Kedepan, pada tempat lain dapat pula dikondisikan hadirnya jaringan desa-desa pada sepanjang aliran sungai yang dalam lintas masa menjadi lembah peradaban, seperti di DAS Brantas, DAS Solo, DAS Amprong, DAS Ngrowo, DAS Sampean, DAS Pekalen, dsb. Pada desa-desa itu tergambar adanya masyarakat keairan (hidrolic society), yang arif dalam beradabtasi terhadap lingkungan aquatik padamana mereka hidup dari waktu ke waktu.

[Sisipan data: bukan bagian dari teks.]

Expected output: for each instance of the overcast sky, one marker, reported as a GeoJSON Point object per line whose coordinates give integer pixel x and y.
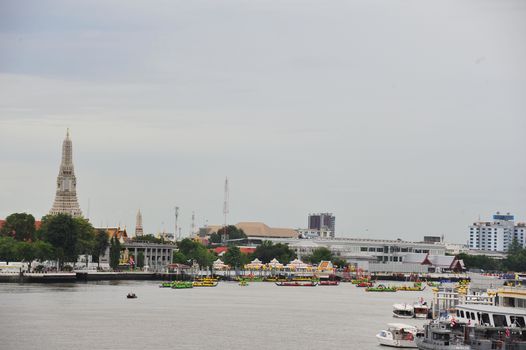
{"type": "Point", "coordinates": [403, 118]}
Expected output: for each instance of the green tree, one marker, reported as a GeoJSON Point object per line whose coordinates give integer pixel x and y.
{"type": "Point", "coordinates": [62, 233]}
{"type": "Point", "coordinates": [86, 236]}
{"type": "Point", "coordinates": [115, 252]}
{"type": "Point", "coordinates": [25, 251]}
{"type": "Point", "coordinates": [100, 245]}
{"type": "Point", "coordinates": [179, 258]}
{"type": "Point", "coordinates": [43, 250]}
{"type": "Point", "coordinates": [20, 226]}
{"type": "Point", "coordinates": [8, 249]}
{"type": "Point", "coordinates": [140, 260]}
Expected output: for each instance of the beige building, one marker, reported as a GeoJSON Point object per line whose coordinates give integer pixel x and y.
{"type": "Point", "coordinates": [255, 230]}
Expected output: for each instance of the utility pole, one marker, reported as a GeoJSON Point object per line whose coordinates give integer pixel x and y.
{"type": "Point", "coordinates": [225, 211]}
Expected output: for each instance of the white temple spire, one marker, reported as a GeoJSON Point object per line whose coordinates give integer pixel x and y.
{"type": "Point", "coordinates": [66, 195]}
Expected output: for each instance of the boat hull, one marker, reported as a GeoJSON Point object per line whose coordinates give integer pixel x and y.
{"type": "Point", "coordinates": [297, 284]}
{"type": "Point", "coordinates": [396, 343]}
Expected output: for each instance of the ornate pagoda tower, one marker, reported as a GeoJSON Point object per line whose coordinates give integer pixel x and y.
{"type": "Point", "coordinates": [66, 197]}
{"type": "Point", "coordinates": [138, 224]}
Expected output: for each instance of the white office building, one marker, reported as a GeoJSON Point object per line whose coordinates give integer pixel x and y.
{"type": "Point", "coordinates": [496, 235]}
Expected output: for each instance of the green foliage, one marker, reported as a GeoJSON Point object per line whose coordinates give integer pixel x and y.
{"type": "Point", "coordinates": [20, 226]}
{"type": "Point", "coordinates": [86, 236]}
{"type": "Point", "coordinates": [267, 251]}
{"type": "Point", "coordinates": [140, 260]}
{"type": "Point", "coordinates": [115, 252]}
{"type": "Point", "coordinates": [190, 250]}
{"type": "Point", "coordinates": [13, 250]}
{"type": "Point", "coordinates": [100, 245]}
{"type": "Point", "coordinates": [61, 232]}
{"type": "Point", "coordinates": [43, 251]}
{"type": "Point", "coordinates": [68, 236]}
{"type": "Point", "coordinates": [8, 249]}
{"type": "Point", "coordinates": [179, 258]}
{"type": "Point", "coordinates": [232, 231]}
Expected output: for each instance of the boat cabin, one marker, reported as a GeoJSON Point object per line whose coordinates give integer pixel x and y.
{"type": "Point", "coordinates": [488, 315]}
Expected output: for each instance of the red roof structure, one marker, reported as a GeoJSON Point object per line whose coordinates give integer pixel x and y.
{"type": "Point", "coordinates": [243, 250]}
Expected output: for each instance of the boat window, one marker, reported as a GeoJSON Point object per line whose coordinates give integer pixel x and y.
{"type": "Point", "coordinates": [518, 321]}
{"type": "Point", "coordinates": [499, 320]}
{"type": "Point", "coordinates": [440, 336]}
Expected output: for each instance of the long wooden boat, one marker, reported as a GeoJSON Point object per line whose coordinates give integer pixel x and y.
{"type": "Point", "coordinates": [416, 287]}
{"type": "Point", "coordinates": [329, 283]}
{"type": "Point", "coordinates": [364, 284]}
{"type": "Point", "coordinates": [380, 288]}
{"type": "Point", "coordinates": [166, 285]}
{"type": "Point", "coordinates": [297, 284]}
{"type": "Point", "coordinates": [360, 280]}
{"type": "Point", "coordinates": [204, 284]}
{"type": "Point", "coordinates": [182, 284]}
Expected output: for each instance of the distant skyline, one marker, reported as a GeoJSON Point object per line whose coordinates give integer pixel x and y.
{"type": "Point", "coordinates": [403, 119]}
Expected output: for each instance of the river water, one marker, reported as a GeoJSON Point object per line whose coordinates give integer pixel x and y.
{"type": "Point", "coordinates": [260, 316]}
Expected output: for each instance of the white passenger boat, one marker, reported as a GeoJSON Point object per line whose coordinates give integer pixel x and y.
{"type": "Point", "coordinates": [440, 336]}
{"type": "Point", "coordinates": [420, 310]}
{"type": "Point", "coordinates": [403, 311]}
{"type": "Point", "coordinates": [398, 335]}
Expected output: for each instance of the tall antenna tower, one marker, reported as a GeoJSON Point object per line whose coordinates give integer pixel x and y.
{"type": "Point", "coordinates": [225, 210]}
{"type": "Point", "coordinates": [176, 217]}
{"type": "Point", "coordinates": [193, 224]}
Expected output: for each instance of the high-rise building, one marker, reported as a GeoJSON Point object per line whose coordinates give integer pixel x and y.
{"type": "Point", "coordinates": [496, 235]}
{"type": "Point", "coordinates": [325, 222]}
{"type": "Point", "coordinates": [138, 224]}
{"type": "Point", "coordinates": [66, 196]}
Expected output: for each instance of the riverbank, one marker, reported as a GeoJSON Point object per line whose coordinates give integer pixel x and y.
{"type": "Point", "coordinates": [92, 276]}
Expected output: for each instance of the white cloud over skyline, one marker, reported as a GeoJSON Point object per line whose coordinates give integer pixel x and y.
{"type": "Point", "coordinates": [402, 118]}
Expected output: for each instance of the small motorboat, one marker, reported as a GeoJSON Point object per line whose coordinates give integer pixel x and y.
{"type": "Point", "coordinates": [398, 335]}
{"type": "Point", "coordinates": [421, 309]}
{"type": "Point", "coordinates": [403, 311]}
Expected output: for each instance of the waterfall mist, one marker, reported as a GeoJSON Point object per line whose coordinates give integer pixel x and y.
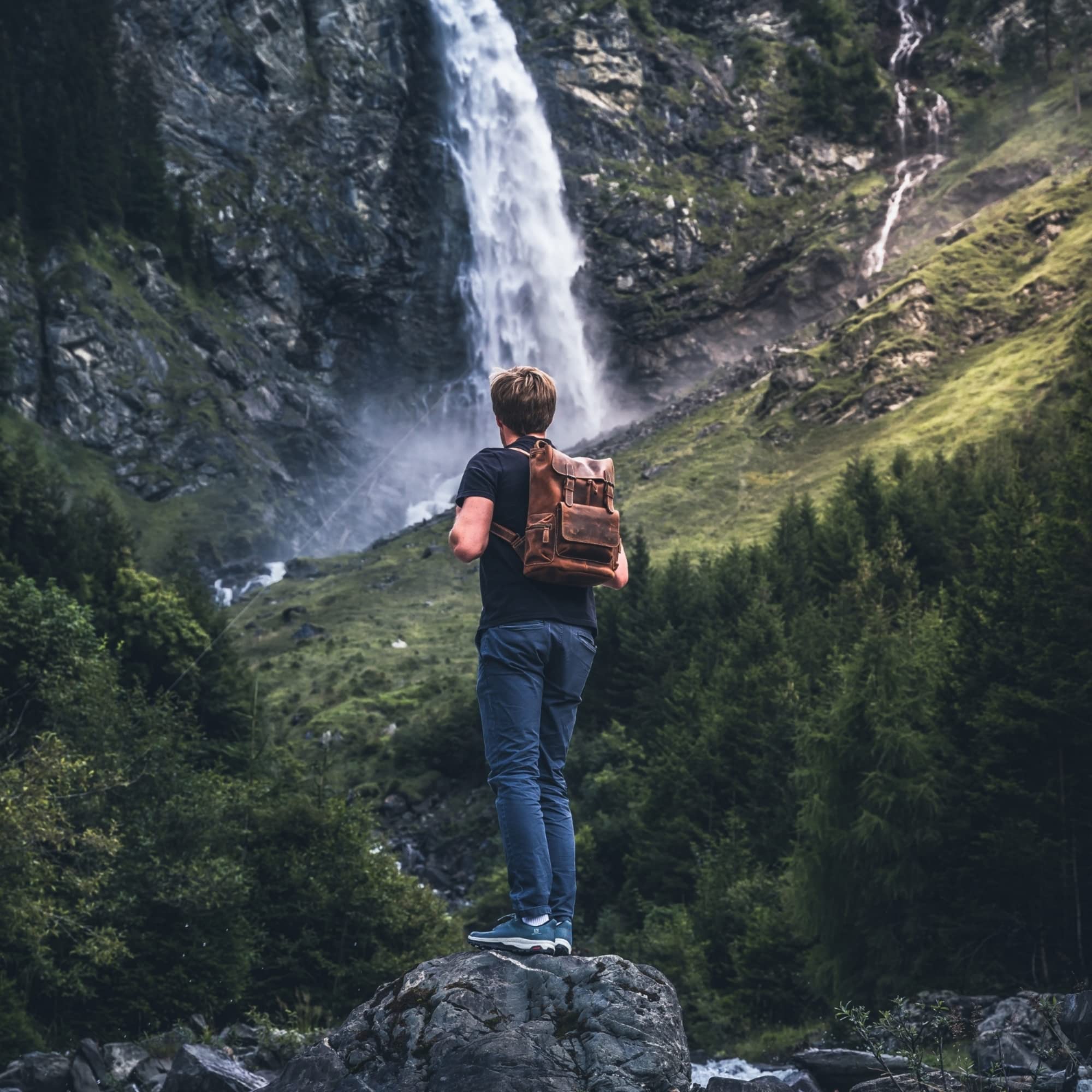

Demikianlah telaah singkat sebagai "narasi penghantar saresehan" mengenai ‘Metropradesa".
Semoga membuahkan makna dan bisa menjadi picu bagi revitalisi budaya kampung serta pembentukan jejaring desa-desa/kampung-kampung yang berada di lembah aliran sungai-sungai, yang konon menjadi ‘benang air’ perajut anasir peradaban Nusantara.
Salam budaya, ‘Nusantarajayati’. Nuwun.
Sengkaling, 18 September 2016. (fb Dwi Cahyono).